I was trying to follow along with the example in the wiki for the Grove I2C FM Receiver v1.1 and couldn’t get it to work (produced ID of 0xFFFF and didn’t respond to button/pot).
Wrote my own program just to see what endTransmission was returning when trying to writing to address 0x10 and kept getting a * 2:received NACK on transmit of address. So I ran the I2C scanner and found the module was at address 0x60. Changed the example to use the new address and still didn’t work.
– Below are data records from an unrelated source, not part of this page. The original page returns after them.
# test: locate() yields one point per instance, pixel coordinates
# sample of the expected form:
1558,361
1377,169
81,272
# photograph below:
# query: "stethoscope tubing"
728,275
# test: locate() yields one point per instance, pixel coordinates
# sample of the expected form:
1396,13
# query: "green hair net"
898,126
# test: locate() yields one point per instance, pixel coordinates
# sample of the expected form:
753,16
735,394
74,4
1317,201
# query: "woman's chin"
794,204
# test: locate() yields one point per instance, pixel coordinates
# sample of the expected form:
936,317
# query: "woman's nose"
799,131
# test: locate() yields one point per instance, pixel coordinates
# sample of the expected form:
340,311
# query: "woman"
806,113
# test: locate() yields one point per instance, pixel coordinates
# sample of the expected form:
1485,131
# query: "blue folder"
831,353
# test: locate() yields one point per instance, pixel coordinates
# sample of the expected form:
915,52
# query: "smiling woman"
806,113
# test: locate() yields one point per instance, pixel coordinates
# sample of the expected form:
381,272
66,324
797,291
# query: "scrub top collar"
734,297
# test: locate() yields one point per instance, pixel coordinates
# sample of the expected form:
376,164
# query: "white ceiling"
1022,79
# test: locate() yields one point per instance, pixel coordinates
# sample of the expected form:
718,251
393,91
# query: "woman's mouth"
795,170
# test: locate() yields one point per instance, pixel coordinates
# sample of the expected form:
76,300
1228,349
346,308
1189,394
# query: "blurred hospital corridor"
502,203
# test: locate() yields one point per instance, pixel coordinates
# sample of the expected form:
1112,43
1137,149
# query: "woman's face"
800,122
Thinking maybe it was a faulty chip, I ran a scanner on a new module (I had two) - same address 0x60. After some searching and trying out several other libraries/examples on the RDA5807M, found out that the RDA5807M also has a clone built in of a TEA5767 that works off of address 0x60 (even though the datasheet nor wiki seems to make no mention of this). Installed the library for TEA5767 (just search for TEA5767 by Simon Monk in the library manager), ran the example, and it all is well with the world!
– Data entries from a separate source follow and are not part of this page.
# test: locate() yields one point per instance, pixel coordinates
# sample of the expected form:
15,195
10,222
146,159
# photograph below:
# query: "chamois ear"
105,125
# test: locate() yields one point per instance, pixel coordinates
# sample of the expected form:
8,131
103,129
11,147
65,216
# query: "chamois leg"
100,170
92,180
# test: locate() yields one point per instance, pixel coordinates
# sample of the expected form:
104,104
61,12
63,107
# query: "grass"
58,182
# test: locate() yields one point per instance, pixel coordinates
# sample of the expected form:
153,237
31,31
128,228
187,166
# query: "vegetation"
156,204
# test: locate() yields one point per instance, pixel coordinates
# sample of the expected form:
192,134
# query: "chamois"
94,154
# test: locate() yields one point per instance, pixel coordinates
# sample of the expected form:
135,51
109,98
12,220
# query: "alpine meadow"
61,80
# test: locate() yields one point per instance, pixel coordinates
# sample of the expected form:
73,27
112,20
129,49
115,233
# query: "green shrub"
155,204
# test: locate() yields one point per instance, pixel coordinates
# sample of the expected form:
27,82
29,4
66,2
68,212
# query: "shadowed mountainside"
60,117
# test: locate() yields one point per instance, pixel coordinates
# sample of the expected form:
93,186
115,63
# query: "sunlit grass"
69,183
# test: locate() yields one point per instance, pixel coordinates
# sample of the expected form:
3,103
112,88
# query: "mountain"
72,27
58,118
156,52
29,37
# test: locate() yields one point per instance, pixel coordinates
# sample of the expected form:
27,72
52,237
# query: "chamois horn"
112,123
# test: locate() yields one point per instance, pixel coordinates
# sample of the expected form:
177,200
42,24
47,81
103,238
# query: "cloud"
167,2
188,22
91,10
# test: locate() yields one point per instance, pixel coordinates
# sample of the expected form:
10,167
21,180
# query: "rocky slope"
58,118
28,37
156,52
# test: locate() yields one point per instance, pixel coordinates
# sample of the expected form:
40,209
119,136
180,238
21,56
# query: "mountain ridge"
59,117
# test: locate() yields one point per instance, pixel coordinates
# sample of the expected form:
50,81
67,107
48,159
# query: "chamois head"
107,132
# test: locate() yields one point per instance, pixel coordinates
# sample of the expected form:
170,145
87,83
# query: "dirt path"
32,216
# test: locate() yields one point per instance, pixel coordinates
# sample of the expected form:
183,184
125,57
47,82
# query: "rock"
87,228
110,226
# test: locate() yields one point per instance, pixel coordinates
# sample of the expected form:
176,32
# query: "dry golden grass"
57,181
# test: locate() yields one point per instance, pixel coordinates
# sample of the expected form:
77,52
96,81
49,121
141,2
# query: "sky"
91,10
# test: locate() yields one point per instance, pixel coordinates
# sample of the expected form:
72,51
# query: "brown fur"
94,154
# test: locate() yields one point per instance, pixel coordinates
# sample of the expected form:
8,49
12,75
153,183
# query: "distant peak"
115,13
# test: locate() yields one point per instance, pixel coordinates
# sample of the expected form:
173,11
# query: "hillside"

First - could anyone please explain how a chip labelled RDA5807 (I busted out the magnifier as well just to make sure the board had the correct chip on it) is running with code for another chip without (it seems) any mention of it anywhere?
Second - the RDA chip does seem to have advanced features (e.g. bass boost & RDS reading) - is there any way to get that to work with an Arduino? Are both my boards just bad?
This is the specification of the chip, which clearly states that the I2C address is 0x10. Please check your hardware connection and the link of I2C to ensure that the underlying software and hardware are normal.
I did reference the datasheet in my original post. My questions are why does it work at 0x60 and how were we supposed to find out that information if it is not in the datasheet? Sorry if the post title was a bit misleading.
Do you have any other Arduino UNO/Seeeduino? It may be that I2C devices directly interfere with each other, which is my guess, but it needs to be tested.
So tried the I2C scanner sketch on a dfrobot romeo v2.2 (a Leonardo clone) and I’m getting all three addresses for the fm receiver 0x10, 0x11, and 0x60 now!
I don’t have another Uno clone like the Seeeduino in the Grove beginner kit so I can’t confirm if it is just a difference in the ATmega328p and the ATmega32u4.
Any thoughts why 0x10 and 0x11 don’t work on the Seeeduino Lotus but do work on a Leonardo clone?